Dubai Residential Property Values?

Depending on who you talk to…prices went up easily by 50% and perhaps by 70% over the past five years since the bottom in early 2009; everyone appears to agree that they are back to where they were in January 2008. What happened between then and now is a subject of collective amnesia as are many of the statements made at the 2008 Cityscape…for example the spectacularly miss-timed pronouncement by one expert… “Investors say 2009 will be the best year for real estate investment in MENA, ever”.

Two things can happen once real estate prices start to “cool” after a period of energetic growth. If that 50% to 70% was a “bubble” the next thing will likely happen will be a “bust”…good time to panic. There again, according to our calculations, prices went up by 100% in the five years preceding 2008, so perhaps that cooling could simply be a “Soros-Dip”, signaling that a new bubble is brewing in the background…good time to buy. Our view is neither:

This is a model of Dubai’s residential property prices published in July 2009. It offered an explanation of what had just happened (the Bubble & Pop); with a prediction in hard numbers for what was going to happen next.

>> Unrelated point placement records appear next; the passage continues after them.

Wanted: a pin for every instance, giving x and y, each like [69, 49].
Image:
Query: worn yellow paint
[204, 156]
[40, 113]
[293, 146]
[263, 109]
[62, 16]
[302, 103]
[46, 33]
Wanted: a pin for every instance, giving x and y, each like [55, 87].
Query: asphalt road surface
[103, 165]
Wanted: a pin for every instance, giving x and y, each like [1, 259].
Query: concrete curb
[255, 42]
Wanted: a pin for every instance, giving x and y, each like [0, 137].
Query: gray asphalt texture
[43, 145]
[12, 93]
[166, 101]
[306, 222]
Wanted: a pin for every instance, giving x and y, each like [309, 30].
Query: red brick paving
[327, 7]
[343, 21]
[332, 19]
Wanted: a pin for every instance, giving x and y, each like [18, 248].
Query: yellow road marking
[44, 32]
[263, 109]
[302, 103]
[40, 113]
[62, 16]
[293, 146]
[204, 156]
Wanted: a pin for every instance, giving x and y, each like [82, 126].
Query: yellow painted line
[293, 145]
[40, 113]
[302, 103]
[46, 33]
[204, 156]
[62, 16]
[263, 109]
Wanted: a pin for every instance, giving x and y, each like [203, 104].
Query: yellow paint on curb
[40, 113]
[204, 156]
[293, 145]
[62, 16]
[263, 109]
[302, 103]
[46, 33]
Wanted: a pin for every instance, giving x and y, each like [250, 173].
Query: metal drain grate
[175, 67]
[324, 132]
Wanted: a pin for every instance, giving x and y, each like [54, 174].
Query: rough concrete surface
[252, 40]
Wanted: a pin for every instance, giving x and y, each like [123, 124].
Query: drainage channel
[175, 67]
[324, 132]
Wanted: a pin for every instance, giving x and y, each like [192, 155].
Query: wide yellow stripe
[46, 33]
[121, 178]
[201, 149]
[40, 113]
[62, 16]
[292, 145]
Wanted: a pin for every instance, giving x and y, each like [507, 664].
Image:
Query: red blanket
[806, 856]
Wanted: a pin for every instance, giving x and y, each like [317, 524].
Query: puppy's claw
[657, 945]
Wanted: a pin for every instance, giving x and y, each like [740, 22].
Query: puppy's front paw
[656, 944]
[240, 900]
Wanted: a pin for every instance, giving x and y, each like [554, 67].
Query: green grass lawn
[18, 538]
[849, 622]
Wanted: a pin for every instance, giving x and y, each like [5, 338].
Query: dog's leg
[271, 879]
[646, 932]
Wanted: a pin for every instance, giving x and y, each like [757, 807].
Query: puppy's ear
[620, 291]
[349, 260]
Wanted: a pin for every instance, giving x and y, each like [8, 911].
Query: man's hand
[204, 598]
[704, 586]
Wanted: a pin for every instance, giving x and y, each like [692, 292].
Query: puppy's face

http://www.marketoracle.co.uk/Article12114.html

The historical line was based mainly on tracking asking prices of apartments in the Greens and Dubai Marina and weighting those back to a smaller data-base of actual transactions. It may not be representative of the market as a whole; compared to other indexes up to 2009 it agrees pretty well with Colliers and ASTECO, there is however a wide variation of opinions regards to the details amongst the experts. All the same, no one disagrees that there WAS a bubble up to late 2008 and there WAS a bust.

The thesis behind the prediction, i.e. the dotted-line, (explained in that article) is that in every market there is the “correct” price. But markets sometimes go into “disequilibrium”. When that happens, the amount of disequilibrium “UP” tends to be reflected in the amount of the subsequent disequilibrium “DOWN”.

From a practical standpoint, if you know what the “correct” price is; the theory says you can make reasonably accurate predictions about the gyrations in the immediate future, following the bust. Granted working out the “correct price” requires an understanding of valuation as in figuring out what International Valuation Standards calls “Other than Market Value”. Often the experts call that “Fair Value” although there is nothing “fair” about it. More confusing, different experts have different definitions about what “Fair Value” means, so it can mean just about anything, which is why real estate agents use the phase in the same breath as “sought-after”, pristine”…“prime”, whatever those words mean?

Semantics aside; if you know what the price “should” have been…if not for an episode of “disequilibrium” then after a bubble pop’s you can figure out

  1. at what point the prices will likely bottom, and
  2. where they will bounce back to, that’s the dotted line on the chart. You also get an idea about
  3. timing, although that’s harder to predict because it depends mainly on how long it takes the banker-fall-guys to wake up from their jingle-mail-induced paralysis.